EMI 3 CREAMCE

This install refers to Update 6 of the EMI3 CREAMCE release. The underlying operating system was CentOS release 6.4 (Final).


(0) ** Preliminaries **
yum install yum-priorities
yum install yum-protectbase
(both needed by emi-release-3.0.0-2.el6.noarch.rpm)

SGE
cd /var/sgeCA
ln -s sge_qmaster port6444


(1) ** Repos **

(a) EMI
EMI3 Configuration guide
wget http://emisoft.web.cern.ch/emisoft/dist/EMI/3/sl6/x86_64/base/emi-release-3.0.0-2.el6.noarch.rpm
rpm -i emi-release-3.0.0-2.el6.noarch.rpm

[root@cetest00 ~]# ls -l /etc/yum.repos.d/
total 36
-rw-r--r--. 1 root root 2545 Jul 22 11:24 CentOS-Base.repo
-rw-r--r--. 1 root root 638 Feb 25 08:57 CentOS-Debuginfo.repo
-rw-r--r--. 1 root root 630 Feb 25 08:57 CentOS-Media.repo
-rw-r--r--. 1 root root 3664 Feb 25 08:57 CentOS-Vault.repo
-rw-r--r--. 1 root root 253 Mar 7 15:10 emi3-base.repo
-rw-r--r--. 1 root root 264 Mar 7 15:10 emi3-contribs.repo
-rw-r--r--. 1 root root 273 Mar 7 15:10 emi3-third-party.repo
-rw-r--r--. 1 root root 262 Mar 7 15:10 emi3-updates.repo
-rw-r--r--. 1 root root 601 Jul 22 11:25 ICHEP.repo

(b) Certificates
wget http://repository.egi.eu/sw/production/cas/1/current/repo-files/EGI-trustanchors.repo -O /etc/yum.repos.d/EGI-trustanchors.repo

(c) EPEL
wget http://www.nic.funet.fi/pub/mirrors/fedora.redhat.com/pub/epel/6/x86_64/epel-release-6-8.noarch.rpm


(2) ** Installation **
yum install ca-policy-egi-core
yum install emi-cream-ce
yum install emi-ge-utils


(3) ** Hostcert and hostkey **
use cert and key rescued from EMI2 install
[root@cetest00 ~]# ls -l /etc/grid-security/host*
-rw-r--r--. 1 root root 2047 Jul 22 13:14 hostcert.pem
-rw-------. 1 root root 1820 Jul 22 13:14 hostkey.pem
I use the cert_sorcerer for certificate renewal on the machine. (This is only relevant for UK sites.)


(4) ** Configuration **
Before running yaim for the first time only: touch /etc/lrms/scheduler.conf
/opt/glite/yaim/bin/yaim -c -s /opt/glite/yaim/siteinfo/site-info-cetest00.def -n creamCE -n SGE_utils
I use this script to generate my users.conf and groups.conf.

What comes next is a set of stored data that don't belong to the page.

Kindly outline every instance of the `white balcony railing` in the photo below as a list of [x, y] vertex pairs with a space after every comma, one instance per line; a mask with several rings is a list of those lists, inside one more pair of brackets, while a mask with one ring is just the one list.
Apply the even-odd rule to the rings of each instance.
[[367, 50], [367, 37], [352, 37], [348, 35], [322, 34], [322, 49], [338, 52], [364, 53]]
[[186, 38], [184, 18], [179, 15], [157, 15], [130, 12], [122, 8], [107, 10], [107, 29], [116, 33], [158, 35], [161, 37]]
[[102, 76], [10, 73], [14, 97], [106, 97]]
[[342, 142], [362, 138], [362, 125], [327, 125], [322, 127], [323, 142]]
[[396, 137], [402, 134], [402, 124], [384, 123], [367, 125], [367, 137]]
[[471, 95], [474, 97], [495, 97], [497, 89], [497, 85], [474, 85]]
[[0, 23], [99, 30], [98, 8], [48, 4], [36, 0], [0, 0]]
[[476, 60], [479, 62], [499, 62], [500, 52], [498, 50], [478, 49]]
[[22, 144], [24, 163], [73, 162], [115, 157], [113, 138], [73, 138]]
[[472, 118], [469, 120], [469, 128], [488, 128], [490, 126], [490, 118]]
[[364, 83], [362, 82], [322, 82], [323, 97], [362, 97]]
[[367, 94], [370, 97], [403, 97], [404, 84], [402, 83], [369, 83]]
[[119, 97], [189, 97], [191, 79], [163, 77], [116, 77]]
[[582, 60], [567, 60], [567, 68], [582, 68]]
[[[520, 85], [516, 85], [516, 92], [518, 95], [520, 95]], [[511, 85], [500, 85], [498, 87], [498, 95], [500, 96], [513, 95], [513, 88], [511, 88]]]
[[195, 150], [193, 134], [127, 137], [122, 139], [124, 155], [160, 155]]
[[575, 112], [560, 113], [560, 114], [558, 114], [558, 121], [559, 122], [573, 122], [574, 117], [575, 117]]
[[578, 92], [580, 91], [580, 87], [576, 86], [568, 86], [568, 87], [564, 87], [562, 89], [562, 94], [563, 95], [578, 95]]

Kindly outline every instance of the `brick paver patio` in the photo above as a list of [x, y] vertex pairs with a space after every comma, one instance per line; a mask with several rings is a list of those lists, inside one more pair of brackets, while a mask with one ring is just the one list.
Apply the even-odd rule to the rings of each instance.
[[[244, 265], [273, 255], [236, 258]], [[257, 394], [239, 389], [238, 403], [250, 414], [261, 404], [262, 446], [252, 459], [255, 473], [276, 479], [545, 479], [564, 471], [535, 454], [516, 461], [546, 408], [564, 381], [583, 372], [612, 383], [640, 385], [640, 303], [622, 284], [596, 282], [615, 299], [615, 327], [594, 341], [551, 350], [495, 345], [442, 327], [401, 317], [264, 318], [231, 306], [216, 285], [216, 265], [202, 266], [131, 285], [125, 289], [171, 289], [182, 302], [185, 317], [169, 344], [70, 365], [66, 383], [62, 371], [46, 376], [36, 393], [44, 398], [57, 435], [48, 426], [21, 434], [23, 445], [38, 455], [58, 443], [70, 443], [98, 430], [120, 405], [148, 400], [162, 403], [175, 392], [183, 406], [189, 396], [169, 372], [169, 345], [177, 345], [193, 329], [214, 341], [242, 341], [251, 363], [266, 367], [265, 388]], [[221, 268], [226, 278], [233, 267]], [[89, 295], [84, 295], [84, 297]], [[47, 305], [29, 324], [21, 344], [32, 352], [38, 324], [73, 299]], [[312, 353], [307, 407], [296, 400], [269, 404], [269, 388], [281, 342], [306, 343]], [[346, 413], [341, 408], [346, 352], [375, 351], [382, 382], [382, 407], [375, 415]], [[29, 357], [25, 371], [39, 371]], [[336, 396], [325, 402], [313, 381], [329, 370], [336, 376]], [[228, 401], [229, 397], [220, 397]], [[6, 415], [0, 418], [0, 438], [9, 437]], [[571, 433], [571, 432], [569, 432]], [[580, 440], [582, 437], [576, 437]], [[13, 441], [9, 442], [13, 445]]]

At this point set /etc/lrms/cluster.state to Draining to finish configuration in peace.


(5) ** Downgrading APEL **
EMI3 APEL on the CE is incompatible with a EMI2 mon (APEL) box, but an EMI3 mon (APEL) box is incompatible with EMI2 apel on the CEs. Yay !
EMI3 to EMI 2 downgrade instructions.
wget http://repository.egi.eu/sw/production/umd/2/repofiles/sl5/UMD-2-base.repo -O /etc/yum.repos.d/UMD-2-base.repo
wget http://repository.egi.eu/sw/production/umd/2/repofiles/sl5/UMD-2-updates.repo -O /etc/yum.repos.d/UMD-2-updates
yum install glite-apel-sge
Make config file based on EMI2 CE and install cron job. The .gz to .gz filter script can be found here. Afterwards remove UMD repos from harm.
As the machine has not changed name or ip address no changes on the APEL box (lcgmon01) are necessary.
Check it publishes on mon box:
mysql -u root -p accounting
mysql> use accounting;
Database changed
mysql> select Max(EventDate), SubmitHost from EventRecords group by SubmitHost;

(6) ** bdii **
/etc/hosts.allow add "slapd: ALL"
ldapsearch -LLL -x -H ldap://cetest00.grid.hep.ph.ic.ac.uk:2170 -b o=grid | perl -00pe 's/\r*\n //g'
check that ... part works (no 44444):
ldapsearch -LLL -x -H ldap://cetest00.grid.hep.ph.ic.ac.uk:2170 -b o=grid | grep 4444 should be empty
(check bdii-update.log otherwise)


(7) ** Cancelled by CE admin **
Both the ldap and the tomcat user must be able to run qstat.
Check that cert, key and directory have the correct ownership:
chown tomcat:sgeadmin /var/sgeCA/sge_qmaster/default/userkeys/tomcat
chown tomcat:sgeadmin /var/sgeCA/sge_qmaster/default/userkeys/tomcat/cert.pem
chown tomcat:sgeadmin /var/sgeCA/sge_qmaster/default/userkeys/tomcat/key.pem
chown ldap:sgeadmin /var/sgeCA/sge_qmaster/default/userkeys/ldap
chown ldap:sgeadmin /var/sgeCA/sge_qmaster/default/userkeys/ldap/cert.pem
chown ldap:sgeadmin /var/sgeCA/sge_qmaster/default/userkeys/ldap/key.pem
otherwise there's the now legendary "[description=Cancelled by CE admin] [failureReason=reason=3]" failure message in /var/log/cream/glite-ce-cream.log


(8) ** Local modifications (hacks) **
All hacks are summarised in a script I run after yaim: post_yaim_hacks.sh.
(a) sge_filestaging: Take into account shared home dirs.
(b) sge_submit.sh: Add rhel 5 or 6 switch, add accounting string to make log files more human readable.
(c) jobwrapper.tpl: Add line to source tar ball setup; ensure that jobs run in batch dir, not in home dir, add wmteg script
(d) filter_accounting_files.sh: Check if file exists. See (5) for details.
(e) cleanup-grid-accounts: remove cron job, this is done centrally
(f) glite-info-dynamic-ge: take into account our weird setup on we000
(g) glite_cream_load_monitor.conf: change number of allowed ftp connections
(h) restorecon -v /etc/my.cnf: yaim resets context, file will be silently ignored

Stealth Upgrade (EMI2 -> EMI3, keeping EMI2 APEL)
[lost in time and space]

'Fixing' things
The only way to clean the blah job db:
runuser -s /bin/bash -c "/usr/sbin/blah_job_registry_purge /var/blah/user_blah_job_registry.bjr 1509494400" tomcat
cleaning up the CREAM DB (rarely causes problems)
/usr/sbin/JobDBAdminPurger.sh -s done-failed,3
/usr/sbin/JobDBAdminPurger.sh might need adding:
classPath=${classPath}:/usr/share/java/bcprov.jar (after classPath=${classPath}:/usr/share/java/canl.jar)